Humana announced on July 22 that it would accelerate efforts to eliminate its prior authorization requirements.
“We are committed to reducing prior authorization requirements and making this process faster and more seamless to better support patients, caregivers, physicians, and health care organizations,” Jim Rechtin, president and CEO of Humana, said in a press release.
By Jan. 1, 2026, Humana will:
- eliminate approximately one-third of prior authorizations for outpatient services, including diagnostic services across colonoscopies and transthoracic echocardiograms and select computed tomography scans and magnetic resonance imaging;
- provide a decision within one business day on at least 95 percent of all complete electronic prior authorization requests;
- make all prior authorization metrics publicly available, including approvals, denials, and approvals after appeal, to expedite implementation of new federal transparency requirements;
- advance interoperability and reduce administrative burden through electronic health record integration; and
- encourage submission of electronic prior authorization requests over fax or phone requests.

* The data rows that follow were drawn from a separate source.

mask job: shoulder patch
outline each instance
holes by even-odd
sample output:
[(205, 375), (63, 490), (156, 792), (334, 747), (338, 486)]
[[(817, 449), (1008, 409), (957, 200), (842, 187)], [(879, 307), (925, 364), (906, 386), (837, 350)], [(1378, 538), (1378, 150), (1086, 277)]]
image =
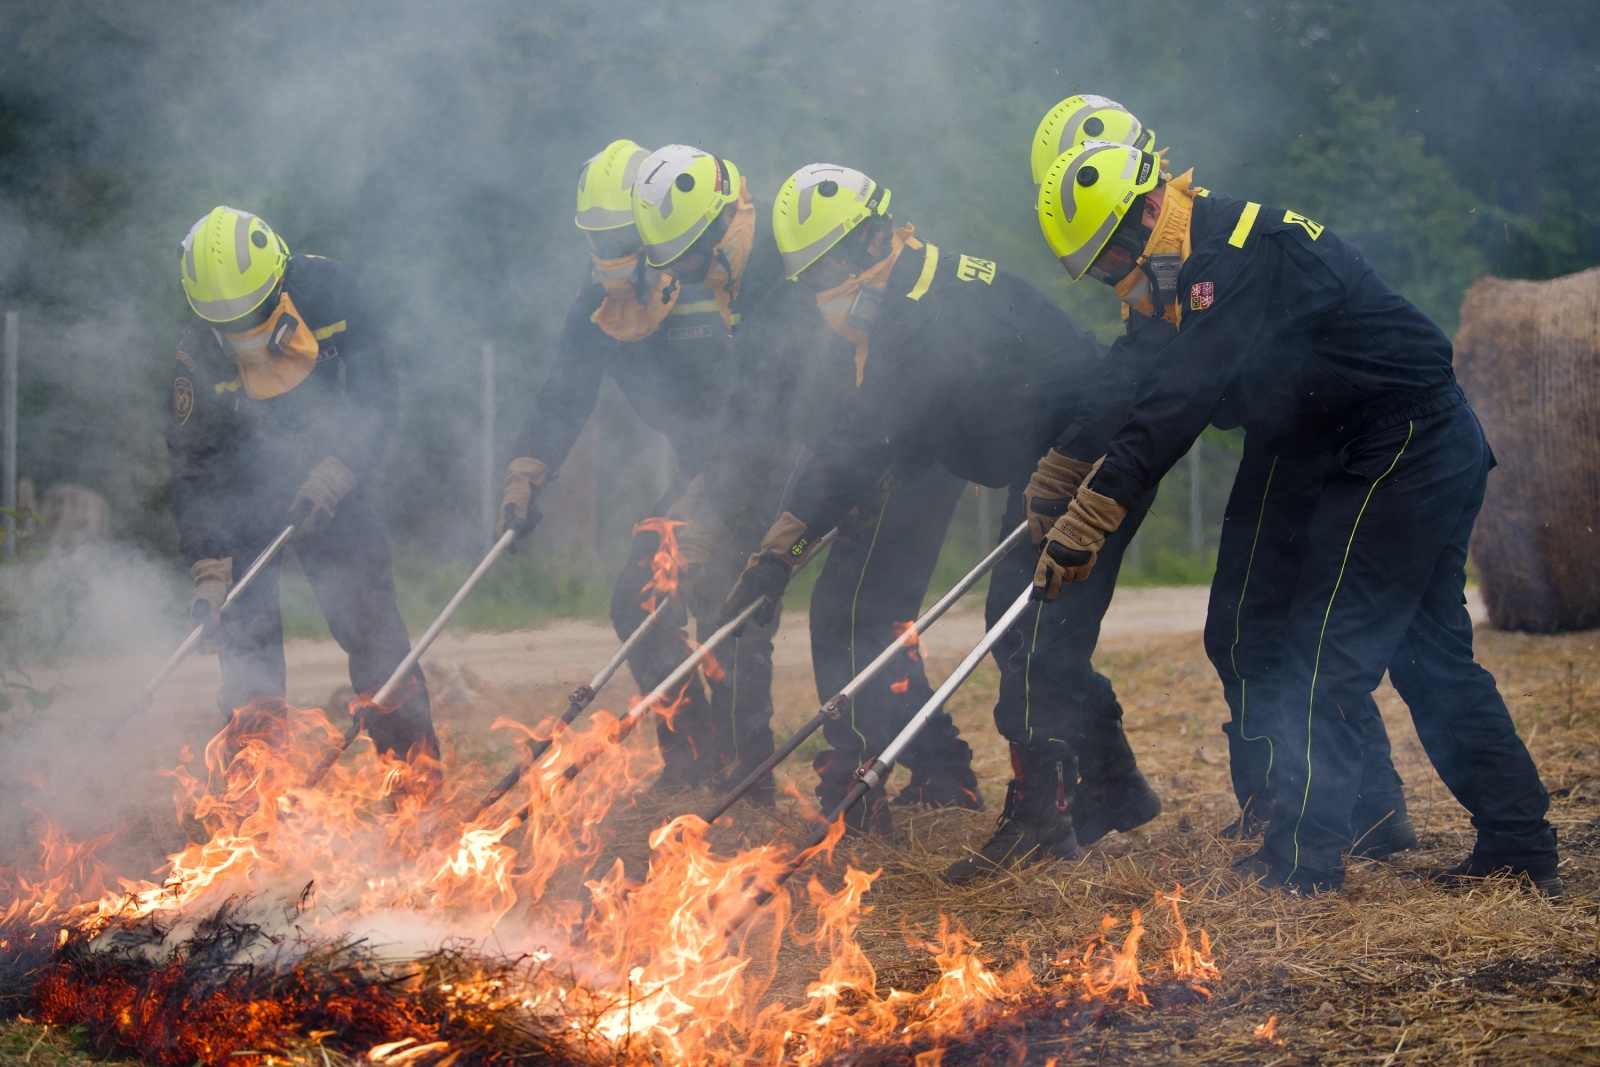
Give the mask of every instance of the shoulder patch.
[(1195, 282), (1189, 286), (1189, 310), (1204, 311), (1217, 300), (1217, 287), (1211, 282)]
[[(182, 355), (182, 353), (179, 353)], [(194, 414), (194, 383), (187, 378), (175, 379), (172, 383), (172, 415), (182, 426), (189, 421), (189, 416)]]
[(1298, 211), (1285, 211), (1283, 213), (1283, 221), (1299, 226), (1311, 236), (1313, 241), (1322, 236), (1322, 223), (1312, 222)]
[(994, 260), (964, 255), (956, 261), (956, 277), (964, 282), (980, 281), (988, 285), (994, 281)]
[(190, 374), (199, 374), (200, 368), (194, 365), (194, 357), (183, 349), (178, 349), (178, 362), (189, 368)]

In 2026, Humana will also launch a gold card program that waives prior authorization requirements for certain items and services for providers who consistently submit coverage requests in accordance with medical criteria and deliver high-quality health care for Humana members.
In the press release announcing these efforts, Humana also reiterated its support of the Improving Seniors’ Timely Access to Care Act (H.R. 3514), reintroduced to Congress on May 21, which would establish an electronic prior authorization process for Medicare Advantage plans, including a standardization for transactions and clinical attachments.